Выныривать она не торопилась. Дома Ка долго, маниакально щупал живот. Есть оно или нет? Вот под пальцами только что вроде бы была припухлость, которой там раньше не было… а вот её уже нет, и неясно, была ли она вообще, или это у страха пальцы чутки. Ка дышал часто, неглубоко. Он был всё ещё в глубине, и сверху давила толща полупрозрачной воды. Он ещё не утонул, но до судорог было уже недалеко. А в глубине его ждало слово «червь».
Ночью у него была мысль вызвать скорую. Ка её подавил, не желая показаться смешным, и, полночи промаявшись в липкой постели, начал отплывать в сон. Вдруг рывком сон ушёл. Шевелилось оно или нет?! И опять, и опять… На рассвете измочаленный Ка перевернулся на бок, ясно почувствовал скольжение в кишках и почти безучастно отметил: да.
Полдень приветствовал его страхом. Остаток воскресенья Ка провёл, пытаясь сдвинуть реальность в нереальность. В понедельник он, сидя в машине, вспомнил, что не предупредил шефа о своей внезапной болезни, и ухватил мобильник скользкими от пота руками. Потом он клал руки на руль, снимал их и снова клал их туда, пока это идиотское занятие не рассмешило его и не выбросило на воздух из глубин.
Когда первый приступ страха прошёл, его сменило чувство нереальности угрозы. Ещё минуту назад Ка готов был приветствовать рак, лишь бы в нём не поселилось нечто блеклое, и с присосками, и живое, а теперь он мог бы и не ехать к врачу, так невозможны показались последние двое суток. Это состояние длилось, пока он ехал к врачу, раздевался и ложился под чёрное матовое стекло футуристического аппарата Длилось, когда он не спеша сел и оделся. Оно длилось, пока он листал журналы в приёмной, и испарилось, когда его позвали в кабинет, и он увидел снимки.
— Господи, — сказал Ка.
Врачи кивнул и ответил:
— Да. У Вас червь.
Ка открыл рот и закрыл его, как погибающая рыба.

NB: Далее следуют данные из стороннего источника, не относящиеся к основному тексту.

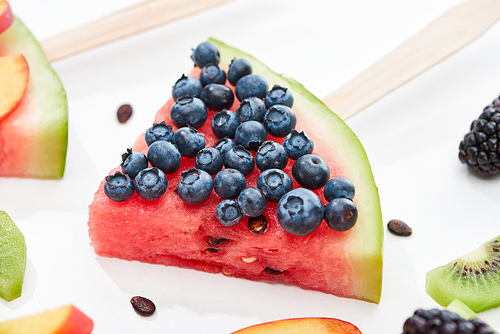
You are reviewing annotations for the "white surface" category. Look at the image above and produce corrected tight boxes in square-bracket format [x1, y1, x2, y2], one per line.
[0, 0, 500, 334]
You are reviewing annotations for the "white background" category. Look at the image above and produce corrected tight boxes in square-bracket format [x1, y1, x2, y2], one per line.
[0, 0, 500, 334]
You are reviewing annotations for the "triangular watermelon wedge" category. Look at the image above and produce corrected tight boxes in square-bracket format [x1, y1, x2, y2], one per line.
[89, 39, 383, 303]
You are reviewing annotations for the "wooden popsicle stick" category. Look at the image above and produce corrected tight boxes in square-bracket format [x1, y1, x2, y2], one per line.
[323, 0, 500, 120]
[41, 0, 230, 62]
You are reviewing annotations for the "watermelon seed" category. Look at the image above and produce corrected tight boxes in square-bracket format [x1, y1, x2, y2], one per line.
[130, 296, 156, 317]
[116, 104, 133, 124]
[264, 267, 282, 275]
[248, 215, 268, 235]
[208, 237, 229, 246]
[387, 219, 412, 237]
[241, 256, 257, 263]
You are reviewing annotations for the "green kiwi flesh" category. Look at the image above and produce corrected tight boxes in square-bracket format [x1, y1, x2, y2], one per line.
[446, 299, 477, 320]
[425, 236, 500, 313]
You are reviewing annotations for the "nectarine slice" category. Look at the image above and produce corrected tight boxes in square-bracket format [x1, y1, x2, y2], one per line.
[0, 305, 94, 334]
[0, 54, 29, 120]
[0, 0, 14, 34]
[233, 318, 362, 334]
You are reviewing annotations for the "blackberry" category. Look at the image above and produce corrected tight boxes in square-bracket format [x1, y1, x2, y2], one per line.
[458, 97, 500, 175]
[403, 309, 494, 334]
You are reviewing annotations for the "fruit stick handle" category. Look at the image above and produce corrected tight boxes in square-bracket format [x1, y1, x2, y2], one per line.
[41, 0, 229, 62]
[323, 0, 500, 120]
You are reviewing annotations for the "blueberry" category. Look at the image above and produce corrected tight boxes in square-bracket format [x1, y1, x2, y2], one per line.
[135, 167, 168, 201]
[104, 171, 134, 202]
[215, 199, 243, 227]
[323, 177, 354, 202]
[325, 198, 358, 231]
[172, 126, 205, 158]
[283, 130, 314, 160]
[227, 58, 252, 86]
[170, 96, 208, 129]
[224, 145, 255, 176]
[194, 147, 224, 175]
[191, 42, 220, 68]
[263, 104, 297, 137]
[172, 74, 203, 101]
[255, 140, 288, 171]
[236, 96, 266, 122]
[234, 121, 267, 151]
[257, 169, 293, 203]
[214, 168, 247, 198]
[214, 137, 236, 158]
[292, 154, 330, 190]
[238, 187, 267, 217]
[148, 140, 181, 174]
[234, 74, 269, 101]
[177, 168, 213, 204]
[120, 148, 148, 179]
[265, 85, 293, 109]
[144, 121, 174, 146]
[200, 84, 234, 111]
[212, 109, 241, 138]
[200, 64, 226, 86]
[277, 188, 324, 236]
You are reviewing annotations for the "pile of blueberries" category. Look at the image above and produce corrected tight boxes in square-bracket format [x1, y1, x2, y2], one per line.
[104, 42, 358, 235]
[403, 309, 495, 334]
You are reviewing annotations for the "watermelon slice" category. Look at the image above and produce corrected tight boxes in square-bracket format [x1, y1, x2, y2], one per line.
[0, 18, 68, 179]
[88, 39, 383, 303]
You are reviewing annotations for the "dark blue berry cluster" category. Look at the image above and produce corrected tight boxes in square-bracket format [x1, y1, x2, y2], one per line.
[105, 42, 357, 235]
[403, 309, 495, 334]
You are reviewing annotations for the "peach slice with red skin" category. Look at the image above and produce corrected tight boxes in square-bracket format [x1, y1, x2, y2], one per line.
[0, 54, 29, 120]
[0, 0, 14, 34]
[233, 318, 362, 334]
[0, 305, 94, 334]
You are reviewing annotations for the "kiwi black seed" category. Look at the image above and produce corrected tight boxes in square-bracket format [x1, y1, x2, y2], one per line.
[426, 236, 500, 313]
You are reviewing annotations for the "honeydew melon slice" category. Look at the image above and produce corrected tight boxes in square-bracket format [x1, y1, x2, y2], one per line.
[0, 18, 68, 179]
[89, 39, 383, 303]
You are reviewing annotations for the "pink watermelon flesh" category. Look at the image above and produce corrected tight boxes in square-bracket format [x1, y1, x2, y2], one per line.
[89, 40, 383, 302]
[0, 18, 68, 179]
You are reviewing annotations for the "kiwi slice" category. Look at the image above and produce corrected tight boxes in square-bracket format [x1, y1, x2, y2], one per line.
[425, 236, 500, 313]
[0, 211, 26, 301]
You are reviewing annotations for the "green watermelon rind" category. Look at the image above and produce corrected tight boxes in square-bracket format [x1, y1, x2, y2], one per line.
[208, 38, 384, 303]
[0, 211, 26, 301]
[0, 17, 68, 179]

— Devoramus vulgaris, — уточнил врач. — Типичнейший. Есть идея, где Вы могли его подцепить?
У Ка была не идея, а уверенность.
— Да, подходит, — заявил врач, выслушав рассказ о шаурме. — Зря Вы пожалели денег на ресторан. Лично я всегда обедаю в «Плазе»…
Он ещё что-то говорил. Ка не слышал. Потом он встряхнул головой, гоня от себя шок.
— Сколько это будет стоить?
— Что?
— Операция, — нетерпеливо сказал Ка. — Я не знаю, покроет ли это моя страховка… и насколько…
Он уже высчитывал в уме затраты на больницу, медикаменты, еду и не расслышал начало фразы.
— …невозможно.
— Что?
— Операцию делать нельзя. Это запрещено, — сказал врач.
У него был вид человека, по долгу службы жующего лимон.
— Не понимаю, — сказал Ка.
У него появилась абсурдная мысль: за этот уикэнд к власти в стране каким-то чудом опять пришли дураки и запретили делать операции. А он всё пропустил.
— Ка, Вы сейчас под чудовищным стрессом, — сказал врач, угрюмо дожёвывая свой лимон. — Но попытатесь понять, это важно. По закону… понимаете, закон говорит, что у червя тоже есть право на жизнь. И не позволяет отобрать его просто так.
— Просто так? — огорошенно спросил Ка. — Так ведь не просто так. Он же сидит во мне. Он во мне шевелится.
— А Вам больно? — с надеждой спросил врач.
— Нет… пока ещё нет…
— Видите, — произнёс врач, будто это расставляло точки над i.
— Вырезайте его, — сказал Ка. — Это мой личный живот, и ему там нечего делать.
— Дело в том, — сказал врач, — что он не сам в Вас залез. Это Вы проглотили его яйцо вместе с дешёвым мясом. Насколько я понял, современный закон отталкивается от этого факта… Я Вас очень хорошо понимаю. Но я его не могу удалить без разрешения судьи. Я хочу сказать, что Вам придётся идти к адвокату.
— Не понимаю, — сказал Ка. — Если таков закон, значит, это не опасно?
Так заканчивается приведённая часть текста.